Well, we're at the dessert stage. I don't usually do pud. I'd asked Tony earlier what would happen if I wanted only two courses. Don't worry, he said, we'll make an adjustment. Sod it. With cooking of this quality, let's see how they treat a plate entitled Quince, rose & pistachio rice pudding. Yes, you've guessed again. It was fab. Served cold, which surprised me a little. Middle eastern style puds featuring rosewater can sometimes smell of little old ladies' dressing tables. I don't think chef had encountered one of these. A stunningly balanced dish, the tartness of the stewed quince a perfect counterpoint to the sweetness of the rice.

Reluctant to leave, I chatted to chef. Continuing the literary comparison, his kitchen seemed to be about the same size as Harry Potter's cupboard under the stairs at The Dursley house. I felt no need to provide any advice, nor to offer a subscription to Tom Cooks! Be aware that this did not end up as a cheap lunch, and I have read grumbles about prices upstairs; however, I can only call it as I see it, and I saw a pretty darn perfect day out.

*For the food anoraks, it is believed the the gilda was invented in the 1940s by Joaquín Aramburu "Txepetxa", a regular customer of  Bar Casa Vallés in San Sebastián.
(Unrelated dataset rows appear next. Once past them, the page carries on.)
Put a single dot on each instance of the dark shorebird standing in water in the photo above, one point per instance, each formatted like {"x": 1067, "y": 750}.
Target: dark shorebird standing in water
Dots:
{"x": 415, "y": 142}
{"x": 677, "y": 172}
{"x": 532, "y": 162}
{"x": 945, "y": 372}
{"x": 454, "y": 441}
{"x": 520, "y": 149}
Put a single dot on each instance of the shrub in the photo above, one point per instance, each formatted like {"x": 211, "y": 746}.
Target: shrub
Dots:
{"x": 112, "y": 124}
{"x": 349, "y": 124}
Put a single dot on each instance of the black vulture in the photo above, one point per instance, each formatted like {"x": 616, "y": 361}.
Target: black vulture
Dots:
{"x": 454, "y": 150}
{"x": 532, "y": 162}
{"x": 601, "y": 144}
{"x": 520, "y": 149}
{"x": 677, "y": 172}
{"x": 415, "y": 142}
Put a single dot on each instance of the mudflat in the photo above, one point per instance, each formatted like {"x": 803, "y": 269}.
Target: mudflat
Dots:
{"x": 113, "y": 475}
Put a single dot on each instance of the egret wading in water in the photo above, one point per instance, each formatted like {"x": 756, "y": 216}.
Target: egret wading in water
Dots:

A 1946 film, Gilda, had starred Rita Hayworth. Our Joaquín described Hayworth as green, salty and spicy. Rita Hayworth green? Who knew?

2 Comments

  1. Pat M on 20th February 2026 at 6:56 pm

    At those prices I hope they provide a cushion on request for the hard wooden chairs.

    • Tom Johnston on 20th February 2026 at 11:45 pm

      They were surprisingly comfortable – but then again, I hate cushions.